Of all the things I have done in my life, I always felt that Grandma was most proud of the fact I could make my own clothes. Her mother was a dress maker, and she often said that my love of dress making reminded her of her mother.
Grandma often told me about how, when she was little, her mother would take her shopping. When Grandma saw something she liked in the shops, her mother would take her home, draw out a pattern on some newspaper held up against her, and make her a copy of the dress in the shop.
My sewing skills are no where near this advanced, I often struggle to piece together a shop bought pattern, but ,none-the-less, Grandma was convinced this ability had been handed down to me!
With this in mind, I felt that I had to make myself a dress to wear for her funeral - it is what she would have wanted, and I knew she would be proud.
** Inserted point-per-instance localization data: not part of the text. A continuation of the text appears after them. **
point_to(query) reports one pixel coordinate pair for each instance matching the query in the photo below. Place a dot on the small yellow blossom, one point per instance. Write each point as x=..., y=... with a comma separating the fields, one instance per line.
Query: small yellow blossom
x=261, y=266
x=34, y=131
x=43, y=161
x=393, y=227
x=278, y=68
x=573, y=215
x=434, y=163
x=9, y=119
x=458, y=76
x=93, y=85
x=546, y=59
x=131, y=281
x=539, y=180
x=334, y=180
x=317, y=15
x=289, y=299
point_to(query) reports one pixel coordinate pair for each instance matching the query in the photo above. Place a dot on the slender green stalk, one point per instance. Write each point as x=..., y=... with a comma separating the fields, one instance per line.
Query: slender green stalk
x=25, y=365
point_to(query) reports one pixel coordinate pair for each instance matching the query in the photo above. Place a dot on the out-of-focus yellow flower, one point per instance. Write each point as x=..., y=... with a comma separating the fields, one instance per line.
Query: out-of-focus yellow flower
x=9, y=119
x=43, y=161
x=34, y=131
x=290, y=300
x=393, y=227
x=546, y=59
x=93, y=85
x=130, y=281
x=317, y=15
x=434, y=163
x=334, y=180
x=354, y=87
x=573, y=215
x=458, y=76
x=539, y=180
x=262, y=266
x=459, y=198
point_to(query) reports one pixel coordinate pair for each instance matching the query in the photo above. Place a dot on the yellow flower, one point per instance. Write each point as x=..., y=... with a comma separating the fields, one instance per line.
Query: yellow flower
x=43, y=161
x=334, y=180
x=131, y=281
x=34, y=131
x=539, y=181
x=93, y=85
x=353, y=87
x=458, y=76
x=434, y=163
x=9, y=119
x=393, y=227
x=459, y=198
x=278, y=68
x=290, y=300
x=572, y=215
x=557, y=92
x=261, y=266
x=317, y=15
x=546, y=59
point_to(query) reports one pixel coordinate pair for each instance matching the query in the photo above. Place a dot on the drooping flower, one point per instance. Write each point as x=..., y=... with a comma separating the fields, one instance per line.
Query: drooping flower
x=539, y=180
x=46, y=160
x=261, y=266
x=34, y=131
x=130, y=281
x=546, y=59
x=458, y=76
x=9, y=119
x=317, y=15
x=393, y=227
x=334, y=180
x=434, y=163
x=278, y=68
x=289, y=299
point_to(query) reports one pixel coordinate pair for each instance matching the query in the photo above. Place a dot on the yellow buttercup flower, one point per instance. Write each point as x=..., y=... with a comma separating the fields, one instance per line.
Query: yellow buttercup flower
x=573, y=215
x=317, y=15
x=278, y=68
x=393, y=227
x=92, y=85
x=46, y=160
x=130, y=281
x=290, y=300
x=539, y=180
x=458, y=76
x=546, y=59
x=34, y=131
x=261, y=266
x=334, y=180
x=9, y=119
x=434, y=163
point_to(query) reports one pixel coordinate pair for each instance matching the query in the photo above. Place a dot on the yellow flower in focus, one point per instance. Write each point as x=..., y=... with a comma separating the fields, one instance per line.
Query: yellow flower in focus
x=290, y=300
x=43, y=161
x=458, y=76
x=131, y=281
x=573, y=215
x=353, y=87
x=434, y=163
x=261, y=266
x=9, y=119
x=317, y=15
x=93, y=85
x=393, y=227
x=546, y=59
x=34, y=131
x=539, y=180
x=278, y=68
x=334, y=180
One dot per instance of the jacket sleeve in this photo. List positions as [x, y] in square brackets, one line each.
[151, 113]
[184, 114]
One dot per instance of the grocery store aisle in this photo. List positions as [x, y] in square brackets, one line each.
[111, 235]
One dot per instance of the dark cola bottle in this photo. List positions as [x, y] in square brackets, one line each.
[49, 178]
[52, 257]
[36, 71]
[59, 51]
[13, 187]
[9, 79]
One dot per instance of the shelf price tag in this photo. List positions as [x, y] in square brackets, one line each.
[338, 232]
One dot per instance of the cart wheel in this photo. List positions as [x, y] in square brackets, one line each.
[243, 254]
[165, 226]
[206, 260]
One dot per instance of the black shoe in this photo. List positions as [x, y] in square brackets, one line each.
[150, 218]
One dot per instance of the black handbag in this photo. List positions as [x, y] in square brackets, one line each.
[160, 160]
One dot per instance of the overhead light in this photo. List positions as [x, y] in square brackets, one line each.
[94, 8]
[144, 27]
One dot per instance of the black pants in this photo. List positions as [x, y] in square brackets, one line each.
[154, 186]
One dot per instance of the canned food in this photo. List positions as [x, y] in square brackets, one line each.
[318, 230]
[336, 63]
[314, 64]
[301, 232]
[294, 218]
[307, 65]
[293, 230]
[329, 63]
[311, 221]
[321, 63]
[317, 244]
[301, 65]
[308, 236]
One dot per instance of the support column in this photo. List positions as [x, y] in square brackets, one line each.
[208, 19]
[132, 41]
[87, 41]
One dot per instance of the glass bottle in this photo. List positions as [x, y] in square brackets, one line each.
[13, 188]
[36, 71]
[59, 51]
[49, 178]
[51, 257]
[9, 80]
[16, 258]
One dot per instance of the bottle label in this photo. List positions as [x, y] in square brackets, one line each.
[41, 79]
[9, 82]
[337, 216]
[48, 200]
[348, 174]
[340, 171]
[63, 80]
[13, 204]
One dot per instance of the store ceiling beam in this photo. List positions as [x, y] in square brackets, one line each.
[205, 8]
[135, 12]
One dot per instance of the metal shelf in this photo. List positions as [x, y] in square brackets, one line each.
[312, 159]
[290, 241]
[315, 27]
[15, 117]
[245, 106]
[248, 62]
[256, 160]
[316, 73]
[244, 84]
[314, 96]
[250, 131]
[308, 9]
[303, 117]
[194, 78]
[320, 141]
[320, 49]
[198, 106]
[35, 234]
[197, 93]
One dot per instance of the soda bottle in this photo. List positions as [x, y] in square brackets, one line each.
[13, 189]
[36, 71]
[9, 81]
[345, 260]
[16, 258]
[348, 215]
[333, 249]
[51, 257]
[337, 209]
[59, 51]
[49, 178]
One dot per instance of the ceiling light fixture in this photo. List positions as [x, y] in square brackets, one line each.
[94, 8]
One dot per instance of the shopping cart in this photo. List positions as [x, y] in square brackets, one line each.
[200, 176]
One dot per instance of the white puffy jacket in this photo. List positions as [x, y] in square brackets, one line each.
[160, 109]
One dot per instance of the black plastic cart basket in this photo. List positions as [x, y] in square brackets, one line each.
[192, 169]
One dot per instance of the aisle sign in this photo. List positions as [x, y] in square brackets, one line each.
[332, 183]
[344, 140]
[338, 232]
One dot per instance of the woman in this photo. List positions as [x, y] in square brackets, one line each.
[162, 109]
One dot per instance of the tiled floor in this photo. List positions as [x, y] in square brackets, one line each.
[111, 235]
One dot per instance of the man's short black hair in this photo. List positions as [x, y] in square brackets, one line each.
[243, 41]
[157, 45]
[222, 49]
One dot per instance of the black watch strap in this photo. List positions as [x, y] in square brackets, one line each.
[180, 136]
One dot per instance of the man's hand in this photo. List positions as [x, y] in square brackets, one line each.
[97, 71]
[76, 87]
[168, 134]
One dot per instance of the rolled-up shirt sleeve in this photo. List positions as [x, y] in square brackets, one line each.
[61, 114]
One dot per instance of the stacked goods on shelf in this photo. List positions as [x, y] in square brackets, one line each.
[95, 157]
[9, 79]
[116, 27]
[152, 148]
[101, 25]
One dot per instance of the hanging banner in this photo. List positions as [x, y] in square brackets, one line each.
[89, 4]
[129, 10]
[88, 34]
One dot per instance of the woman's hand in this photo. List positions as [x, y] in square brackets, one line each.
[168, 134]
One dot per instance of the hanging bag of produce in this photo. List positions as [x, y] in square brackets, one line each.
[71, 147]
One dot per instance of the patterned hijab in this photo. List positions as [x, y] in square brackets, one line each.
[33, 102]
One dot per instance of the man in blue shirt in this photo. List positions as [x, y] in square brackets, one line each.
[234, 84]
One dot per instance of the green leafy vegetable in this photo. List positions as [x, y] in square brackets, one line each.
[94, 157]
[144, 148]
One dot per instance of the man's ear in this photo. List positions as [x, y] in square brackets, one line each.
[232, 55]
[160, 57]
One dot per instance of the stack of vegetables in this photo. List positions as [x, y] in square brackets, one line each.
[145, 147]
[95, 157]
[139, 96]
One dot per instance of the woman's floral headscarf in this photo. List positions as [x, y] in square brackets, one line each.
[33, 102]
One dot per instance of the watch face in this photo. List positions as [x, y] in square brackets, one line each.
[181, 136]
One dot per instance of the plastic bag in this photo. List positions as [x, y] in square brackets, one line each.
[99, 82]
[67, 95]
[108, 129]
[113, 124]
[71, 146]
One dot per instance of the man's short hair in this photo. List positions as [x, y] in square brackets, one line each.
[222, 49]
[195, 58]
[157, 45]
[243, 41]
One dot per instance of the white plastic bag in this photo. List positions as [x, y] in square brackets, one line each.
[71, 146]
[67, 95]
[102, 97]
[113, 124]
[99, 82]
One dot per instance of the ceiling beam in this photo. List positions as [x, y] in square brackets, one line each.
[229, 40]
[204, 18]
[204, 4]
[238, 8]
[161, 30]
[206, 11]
I've written more about the process of making the dress on the Burda Style community website.
There is something cathartic about the process of making something in memory of a loved one, the process is ritualistic, you have time to think, and to not think, whilst weaving your memories into your creation. In doing so, you can really place something of yourself into the object, in a way that seems to be almost spiritual - this is one of the ways which the process of craft is more real and more alive than the process of procuring and purchasing. I could have spend (almost!) as much time wandering shops, finding just the right dress to buy for the occasion, but at the end I would not have felt fulfilled.